Using Cloud Computing for Processing Dynamic Data Streams

Luis Pineda
Seminar

With the rapidly growing number of dynamic data streams produced by sensing and experimental devices as well as social networks, scientists are given an unprecedented opportunity to explore a variety of environmental and social phenomena ranging from understanding of weather and climate to population dynamics. One of the main challenges is that dynamic data streams and their computation requirements are volatile: sensors or social networks may generate data at highly variable rates, processing time in an application may significantly change from one stage to the next one, or different phenomena may simply generate different levels of interest. Cloud computing is a promising platform allowing us to cope with such volatility because it enables us to allocate computational resources on demand, for short periods of time, and at an acceptable cost. At the same time using clouds for this purpose is challenging because an application may yield a very different performance depending on the hosting infrastructure, requiring us to pay special attention to how and where we schedule resources.
 
In this presentation, I will describe our experiences using an application relying on input from social networks, notably geo-located tweets, to discover correlation between users’ work and home locations, with focus in the Illinois area.
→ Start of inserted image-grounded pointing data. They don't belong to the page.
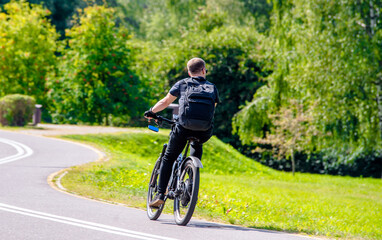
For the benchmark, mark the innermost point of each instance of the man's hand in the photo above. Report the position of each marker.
(149, 114)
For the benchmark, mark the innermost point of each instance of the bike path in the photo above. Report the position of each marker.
(31, 209)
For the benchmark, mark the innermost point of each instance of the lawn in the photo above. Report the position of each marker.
(235, 189)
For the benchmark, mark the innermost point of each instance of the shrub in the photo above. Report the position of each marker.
(16, 110)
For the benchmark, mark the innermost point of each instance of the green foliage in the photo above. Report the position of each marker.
(234, 189)
(27, 50)
(323, 55)
(16, 110)
(233, 64)
(95, 80)
(162, 19)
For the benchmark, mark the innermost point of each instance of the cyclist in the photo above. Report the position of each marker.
(191, 123)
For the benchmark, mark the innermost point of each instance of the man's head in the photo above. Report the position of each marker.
(196, 67)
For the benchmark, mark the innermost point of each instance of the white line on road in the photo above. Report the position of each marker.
(23, 151)
(81, 223)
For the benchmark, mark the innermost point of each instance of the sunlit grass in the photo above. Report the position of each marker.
(237, 190)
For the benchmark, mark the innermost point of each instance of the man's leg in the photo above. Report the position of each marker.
(196, 149)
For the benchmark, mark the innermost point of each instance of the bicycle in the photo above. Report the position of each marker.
(183, 185)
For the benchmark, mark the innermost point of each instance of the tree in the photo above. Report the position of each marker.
(27, 50)
(95, 83)
(290, 133)
(233, 64)
(323, 56)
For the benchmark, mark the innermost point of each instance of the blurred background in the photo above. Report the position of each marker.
(300, 81)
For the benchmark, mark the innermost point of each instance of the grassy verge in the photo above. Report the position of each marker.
(236, 190)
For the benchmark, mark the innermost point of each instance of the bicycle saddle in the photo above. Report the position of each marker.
(193, 139)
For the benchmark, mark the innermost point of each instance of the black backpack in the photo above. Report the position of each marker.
(197, 111)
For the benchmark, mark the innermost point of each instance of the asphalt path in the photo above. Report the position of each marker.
(31, 209)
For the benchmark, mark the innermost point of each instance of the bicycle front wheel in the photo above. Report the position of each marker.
(184, 204)
(153, 213)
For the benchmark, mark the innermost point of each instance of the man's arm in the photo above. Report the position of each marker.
(163, 103)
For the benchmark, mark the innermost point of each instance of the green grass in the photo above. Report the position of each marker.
(237, 190)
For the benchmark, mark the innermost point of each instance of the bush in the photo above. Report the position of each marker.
(16, 110)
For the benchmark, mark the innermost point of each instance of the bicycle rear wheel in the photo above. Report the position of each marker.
(153, 213)
(184, 204)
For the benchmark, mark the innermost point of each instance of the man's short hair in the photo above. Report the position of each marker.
(196, 65)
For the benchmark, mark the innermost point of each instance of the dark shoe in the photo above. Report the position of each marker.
(158, 200)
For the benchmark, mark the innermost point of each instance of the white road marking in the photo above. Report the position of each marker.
(23, 151)
(81, 223)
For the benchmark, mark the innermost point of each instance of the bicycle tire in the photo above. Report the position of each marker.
(153, 213)
(181, 202)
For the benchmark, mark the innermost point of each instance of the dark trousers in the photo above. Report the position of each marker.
(176, 144)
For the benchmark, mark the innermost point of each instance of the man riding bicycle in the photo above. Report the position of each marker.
(197, 101)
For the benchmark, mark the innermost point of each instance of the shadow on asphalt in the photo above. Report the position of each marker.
(217, 226)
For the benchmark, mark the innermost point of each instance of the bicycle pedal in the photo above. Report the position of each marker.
(171, 195)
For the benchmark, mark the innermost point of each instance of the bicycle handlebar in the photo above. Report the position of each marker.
(160, 118)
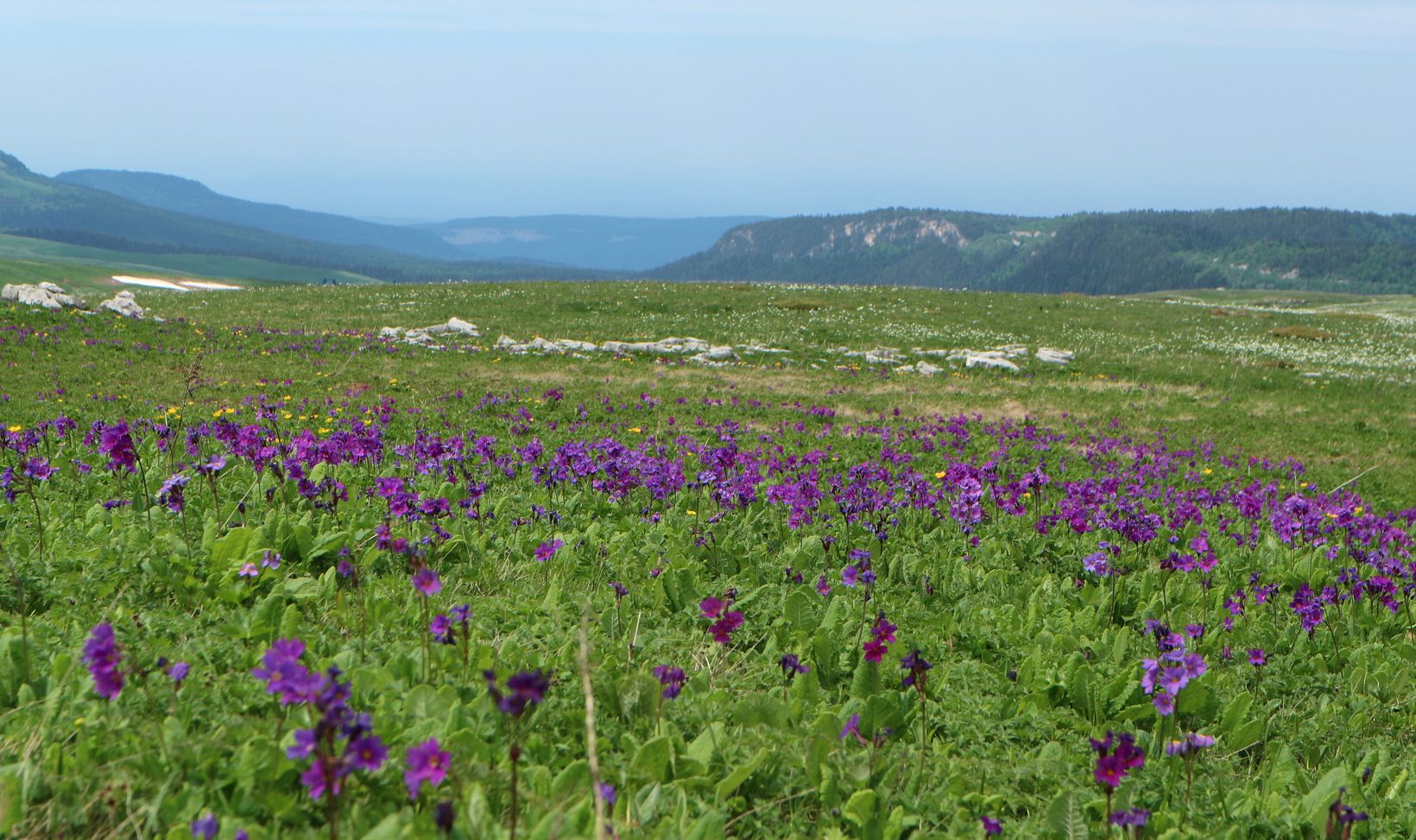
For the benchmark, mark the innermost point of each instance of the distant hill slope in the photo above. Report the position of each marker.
(585, 241)
(196, 199)
(46, 209)
(1117, 252)
(591, 241)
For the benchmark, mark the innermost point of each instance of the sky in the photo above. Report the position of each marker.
(428, 110)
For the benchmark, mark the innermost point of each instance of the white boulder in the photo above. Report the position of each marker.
(44, 295)
(123, 303)
(1053, 356)
(990, 358)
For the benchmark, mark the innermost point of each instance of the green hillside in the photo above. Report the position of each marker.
(82, 268)
(37, 207)
(1119, 252)
(194, 199)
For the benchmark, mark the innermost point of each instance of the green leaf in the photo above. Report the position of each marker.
(577, 775)
(1066, 819)
(11, 804)
(1314, 806)
(231, 548)
(1235, 713)
(860, 808)
(653, 758)
(735, 780)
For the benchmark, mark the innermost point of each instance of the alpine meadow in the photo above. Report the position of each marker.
(774, 421)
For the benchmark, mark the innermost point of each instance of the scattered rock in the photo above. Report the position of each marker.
(44, 295)
(990, 358)
(424, 336)
(716, 356)
(455, 325)
(123, 303)
(920, 367)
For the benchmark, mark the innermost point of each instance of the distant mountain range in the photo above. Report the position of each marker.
(578, 241)
(1095, 254)
(1116, 252)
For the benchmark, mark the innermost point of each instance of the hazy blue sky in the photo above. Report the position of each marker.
(439, 108)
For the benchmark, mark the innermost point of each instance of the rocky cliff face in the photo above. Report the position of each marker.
(854, 236)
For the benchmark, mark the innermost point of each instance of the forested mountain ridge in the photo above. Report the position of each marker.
(47, 209)
(1097, 252)
(196, 199)
(585, 241)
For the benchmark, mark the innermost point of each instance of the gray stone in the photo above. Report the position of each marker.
(995, 360)
(46, 295)
(1053, 356)
(123, 303)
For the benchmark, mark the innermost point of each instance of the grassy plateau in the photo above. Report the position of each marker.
(269, 574)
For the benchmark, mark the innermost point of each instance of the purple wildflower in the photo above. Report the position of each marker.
(425, 581)
(440, 628)
(522, 689)
(101, 654)
(205, 826)
(792, 666)
(547, 550)
(427, 765)
(672, 679)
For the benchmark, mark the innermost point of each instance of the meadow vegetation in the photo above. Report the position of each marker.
(272, 575)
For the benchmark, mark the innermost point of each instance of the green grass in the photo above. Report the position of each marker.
(1343, 406)
(88, 269)
(1031, 654)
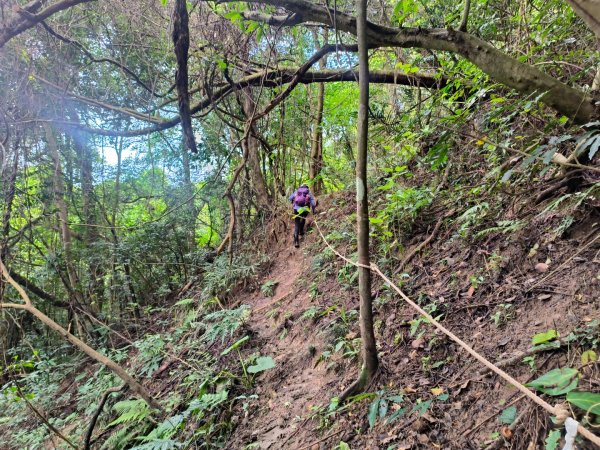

Our overall intent is to assess the impact of running the same application in offerings from different providers; to this end, we execute data filtering and per-user classification applications in two flavors of Chameleon cloud instances, namely bare-metal and KVM. Also, we analyze specific configuration parameters, such as data block size, replication factor and parallel processing, towards statistically modeling the application performance in a given infrastructure. We then identify and discuss the key parameters that influence the execution time. Finally, we look into the gains brought by accounting for data proximity when scheduling a resource in a multi-site environment.